I have a hash, whose values are an array of size 1:

hash = {:start => [1]}

I want to unpack the arrays as in:

hash.each_pair{ |key, value| hash[key] = value[0] } # => {:start=>1}

and I thought the *-operator as in the following would work, but it does not give the expected result:

hash.each_pair{ |key, value| hash[key] = *value } # => {:start=>[1]}

Why does *value return [1] and not 1?

Answer 1

Because the []= method applied to hash takes only one argument in addition to the key (which is put inside the [] part), and a splatted/expanded array, which is in general a sequence of values (which coincidentally happens to be a single element in this particular case) cannot be directly accepted as the argument as is splatted. So it is accepted by the argument of []= as an array after all.

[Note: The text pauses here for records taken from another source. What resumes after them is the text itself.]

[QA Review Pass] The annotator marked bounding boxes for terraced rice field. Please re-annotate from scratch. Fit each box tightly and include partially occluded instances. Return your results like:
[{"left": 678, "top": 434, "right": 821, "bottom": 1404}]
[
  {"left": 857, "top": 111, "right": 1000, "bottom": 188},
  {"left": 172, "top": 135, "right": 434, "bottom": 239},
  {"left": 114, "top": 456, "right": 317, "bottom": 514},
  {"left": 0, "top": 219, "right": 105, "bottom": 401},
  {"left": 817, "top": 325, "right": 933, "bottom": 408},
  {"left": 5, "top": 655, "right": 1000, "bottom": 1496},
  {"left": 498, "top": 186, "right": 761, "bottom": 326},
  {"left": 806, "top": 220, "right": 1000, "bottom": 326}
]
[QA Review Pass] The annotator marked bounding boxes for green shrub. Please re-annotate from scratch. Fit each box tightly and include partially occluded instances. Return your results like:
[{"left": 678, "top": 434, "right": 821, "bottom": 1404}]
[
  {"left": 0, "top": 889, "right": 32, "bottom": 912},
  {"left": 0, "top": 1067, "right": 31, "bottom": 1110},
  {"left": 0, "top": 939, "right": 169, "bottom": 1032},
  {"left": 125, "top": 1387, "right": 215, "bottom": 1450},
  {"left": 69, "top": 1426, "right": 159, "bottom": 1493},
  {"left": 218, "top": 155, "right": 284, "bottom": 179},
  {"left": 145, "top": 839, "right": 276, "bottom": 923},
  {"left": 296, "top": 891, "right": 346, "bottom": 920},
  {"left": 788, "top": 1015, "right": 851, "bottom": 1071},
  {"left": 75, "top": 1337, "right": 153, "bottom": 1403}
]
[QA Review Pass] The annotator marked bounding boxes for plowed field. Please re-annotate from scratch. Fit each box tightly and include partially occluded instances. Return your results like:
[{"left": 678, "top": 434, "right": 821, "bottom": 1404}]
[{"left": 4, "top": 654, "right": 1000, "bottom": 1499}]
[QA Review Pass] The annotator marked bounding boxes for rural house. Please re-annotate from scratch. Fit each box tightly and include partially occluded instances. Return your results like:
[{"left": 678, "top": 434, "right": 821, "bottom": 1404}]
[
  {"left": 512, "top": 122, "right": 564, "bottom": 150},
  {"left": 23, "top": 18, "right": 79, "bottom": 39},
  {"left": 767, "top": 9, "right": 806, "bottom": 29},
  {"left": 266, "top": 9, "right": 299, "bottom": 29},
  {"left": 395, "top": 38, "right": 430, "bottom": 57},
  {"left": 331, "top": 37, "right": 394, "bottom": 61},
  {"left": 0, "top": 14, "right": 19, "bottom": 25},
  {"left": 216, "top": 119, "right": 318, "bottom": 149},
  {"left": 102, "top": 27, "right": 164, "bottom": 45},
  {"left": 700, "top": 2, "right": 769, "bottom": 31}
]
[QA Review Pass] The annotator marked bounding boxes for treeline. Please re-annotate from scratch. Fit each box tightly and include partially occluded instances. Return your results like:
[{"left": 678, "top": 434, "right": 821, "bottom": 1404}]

In other words, an argument (of the []= method) must be an object, but splatted elements (such as :foo, :bar, :baz) are not an object. The only way to interpret them as an object is to put them back into an array (such as [:foo, :bar, :baz]).

Using the splat operator, you can do it like this:

hash.each_pair{|key, value| hash.[]= key, *value}

Answer 2

sawa and Ninigi already pointed out why the assignment doesn't work as expected. Here's my attempt.

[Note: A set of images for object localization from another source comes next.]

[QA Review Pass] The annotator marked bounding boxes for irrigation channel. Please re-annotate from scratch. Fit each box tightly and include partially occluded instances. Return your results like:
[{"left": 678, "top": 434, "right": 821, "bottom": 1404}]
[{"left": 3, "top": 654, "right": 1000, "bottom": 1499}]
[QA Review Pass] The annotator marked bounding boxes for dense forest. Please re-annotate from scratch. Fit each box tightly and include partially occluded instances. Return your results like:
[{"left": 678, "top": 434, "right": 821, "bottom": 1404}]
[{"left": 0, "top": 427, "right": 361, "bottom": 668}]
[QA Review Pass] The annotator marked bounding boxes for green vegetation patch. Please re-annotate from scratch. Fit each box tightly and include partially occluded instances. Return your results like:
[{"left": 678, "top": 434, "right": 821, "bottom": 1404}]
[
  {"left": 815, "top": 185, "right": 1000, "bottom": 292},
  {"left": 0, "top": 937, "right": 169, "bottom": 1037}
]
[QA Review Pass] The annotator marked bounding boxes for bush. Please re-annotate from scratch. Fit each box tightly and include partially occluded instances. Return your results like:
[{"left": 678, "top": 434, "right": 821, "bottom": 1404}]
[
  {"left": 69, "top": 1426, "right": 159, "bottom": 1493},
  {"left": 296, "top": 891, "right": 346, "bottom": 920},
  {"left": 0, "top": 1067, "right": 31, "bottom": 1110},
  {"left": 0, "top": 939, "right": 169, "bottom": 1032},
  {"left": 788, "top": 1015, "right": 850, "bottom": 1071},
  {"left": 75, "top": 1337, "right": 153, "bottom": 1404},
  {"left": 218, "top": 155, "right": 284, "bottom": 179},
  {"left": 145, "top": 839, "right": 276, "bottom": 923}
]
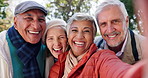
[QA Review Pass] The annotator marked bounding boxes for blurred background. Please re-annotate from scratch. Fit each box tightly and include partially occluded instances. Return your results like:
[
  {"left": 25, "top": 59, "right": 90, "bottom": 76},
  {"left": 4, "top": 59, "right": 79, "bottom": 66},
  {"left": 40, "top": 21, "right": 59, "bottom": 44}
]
[{"left": 0, "top": 0, "right": 143, "bottom": 36}]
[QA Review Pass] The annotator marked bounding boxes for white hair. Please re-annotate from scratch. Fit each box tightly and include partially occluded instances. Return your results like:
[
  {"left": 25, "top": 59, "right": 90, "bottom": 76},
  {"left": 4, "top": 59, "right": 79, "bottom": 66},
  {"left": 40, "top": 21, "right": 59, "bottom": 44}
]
[
  {"left": 67, "top": 13, "right": 97, "bottom": 37},
  {"left": 95, "top": 0, "right": 128, "bottom": 24}
]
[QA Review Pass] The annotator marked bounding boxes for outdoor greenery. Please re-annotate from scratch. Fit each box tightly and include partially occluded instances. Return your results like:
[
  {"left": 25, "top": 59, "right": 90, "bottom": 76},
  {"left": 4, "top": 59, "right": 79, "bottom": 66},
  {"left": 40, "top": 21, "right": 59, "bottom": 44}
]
[
  {"left": 0, "top": 0, "right": 9, "bottom": 32},
  {"left": 0, "top": 0, "right": 138, "bottom": 32},
  {"left": 120, "top": 0, "right": 136, "bottom": 30},
  {"left": 46, "top": 0, "right": 93, "bottom": 21}
]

Ruby's assignment features work regardless of whether you're assigning to a variable, a constant or by implicitly invoking an assignment method like Hash#[]= with the assignment operator. For the sake of simplicity, I'm using a variable in the following examples.

Using the splat operator in an assignment does unpack the array, i.e.

a = *[1, 2, 3]

is evaluated as:

a = 1, 2, 3

But Ruby also allows you to implicitly create arrays during assignment by listing multiple values. Therefore, the above is in turn equivalent to:

a = [1, 2, 3]

That's why *[1] results in [1] - it's unpacked, just to be converted back to an array.

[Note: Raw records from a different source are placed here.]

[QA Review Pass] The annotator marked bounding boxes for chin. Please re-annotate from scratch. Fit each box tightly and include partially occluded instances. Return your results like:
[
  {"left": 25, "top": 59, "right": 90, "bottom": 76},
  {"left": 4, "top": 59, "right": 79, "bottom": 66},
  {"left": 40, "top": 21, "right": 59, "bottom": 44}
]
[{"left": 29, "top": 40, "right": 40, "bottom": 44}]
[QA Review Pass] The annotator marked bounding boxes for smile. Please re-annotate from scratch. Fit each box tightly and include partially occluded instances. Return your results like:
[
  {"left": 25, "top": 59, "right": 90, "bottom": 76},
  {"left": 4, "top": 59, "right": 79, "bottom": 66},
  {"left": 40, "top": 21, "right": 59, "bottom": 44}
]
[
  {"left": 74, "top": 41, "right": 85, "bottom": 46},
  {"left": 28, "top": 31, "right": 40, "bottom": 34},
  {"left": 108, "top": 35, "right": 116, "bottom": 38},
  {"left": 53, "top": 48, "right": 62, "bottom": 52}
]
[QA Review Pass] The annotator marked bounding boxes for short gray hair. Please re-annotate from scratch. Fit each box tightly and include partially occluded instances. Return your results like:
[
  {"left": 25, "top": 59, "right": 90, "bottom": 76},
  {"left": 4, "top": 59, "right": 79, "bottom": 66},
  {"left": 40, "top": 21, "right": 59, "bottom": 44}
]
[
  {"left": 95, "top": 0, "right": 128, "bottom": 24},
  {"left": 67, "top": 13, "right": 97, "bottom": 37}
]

Elements can be assigned separately using multiple assignment:

a, b = [1, 2, 3]
a #=> 1
b #=> 2

or just:

a, = [1, 2, 3]
a #=> 1

You could use this in your code (note the comma after hash[key]):

hash = {:start => [1]}
hash.each_pair { |key, values| hash[key], = values }
#=> {:start=>1}

But there's another and more elegant way: you can unpack the array by putting parentheses around the array argument:

hash = {:start => [1]}
hash.each_pair { |key, (value)| hash[key] = value }
#=> {:start=>1}

The parentheses will decompose the array, assigning the first array element to value.

Answer 3

Because Ruby is acting unexpectedly smart here.

True, the splash operator will "fold" and "unfold" an array, but the catch in your code is what you do with that fanned value.

Take this code into account:

array = ['a', 'b']
some_var = *array
array # => ['a', 'b']

As you can see the splat operator seemingly does nothing to your array, while this:

some_var, some_other_var = *array
some_var # => "a"
somet_other_var # => "b"

Will do what you'd expect it does.

It seems ruby just "figures" if you splat an array into a single variable, that you want the array, not the values.

EDIT: As sawa pointed out in the comments, hash[key] = is not identical to variable =. []= is an instance Method of Hash, with it's own C-Code under the hood, which COULD (in theory) lead to different behaviour in some instances. I don't know of any example, but that does not mean there is none. But for the sake of simplicity, we can asume that the regular variable assignment behaves exactly identical to hash[key] =.